Use Custom DAX Measures: Rather than using standard time intelligence functions, which are for a typical calendar year, create standard DAX measures. For E.g. In case of Year to Date (YTD), such a formula will be applicable:
FiscalYTD =
CALCULATE(
SUM(Sales[Amount]),
DATESBETWEEN(
Calendar[Date],
DATE(YEAR(MAX(Calendar[Date])) - IF(MONTH(MAX(Calendar[Date])) < 7, 1, 0), 7, 1),
MAX(Calendar[Date]) )
)
Fiscally born individuals are expected to shift the commencement date (in this case, 1 July) according to their financial years.
Employ Fiscal Columns for Filtering and Grouping. Purposes: Implement the financial year and the financial quarter columns from your calendar table in slicers and visualizations. This keeps the fiscal quarters and periods in the reports and visuals specific to them and does not default to calendar quarters and periods.

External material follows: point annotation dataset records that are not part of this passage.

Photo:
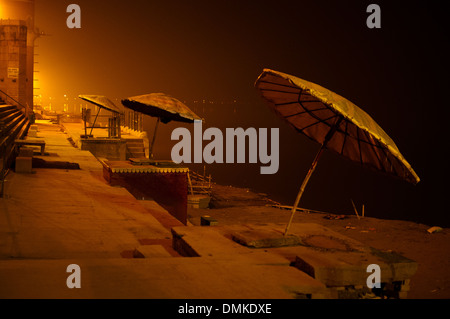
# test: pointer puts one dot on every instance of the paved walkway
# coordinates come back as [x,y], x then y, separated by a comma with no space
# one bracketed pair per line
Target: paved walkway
[55,217]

Coping with Aggregations in more than one Financial Year: In the case of rolling totals in different financial years, relate the periods for which the roll-up is taken to each other using DAX functions such as DATESINPERIOD or CALCULATE in conjunction with FILTER to change the date ranges accordingly. For e.g:
FiscalRolling12Months =
CALCULATE(
SUM(Sales[Amount]),
DATESINPERIOD(Calendar[Date], MAX(Calendar[Date]), -12, MONTH)
)
Confirm Using Evaluation Metrics: Apply your measurements to example data to check their consistency with financial periods. YTD, QTD, and rolling totals are checked against known figures in the source system or calculated manually to validate correctness.
These methods will assist you in generating accurate reporting for any given fiscal year, allowing proper performance monitoring and management.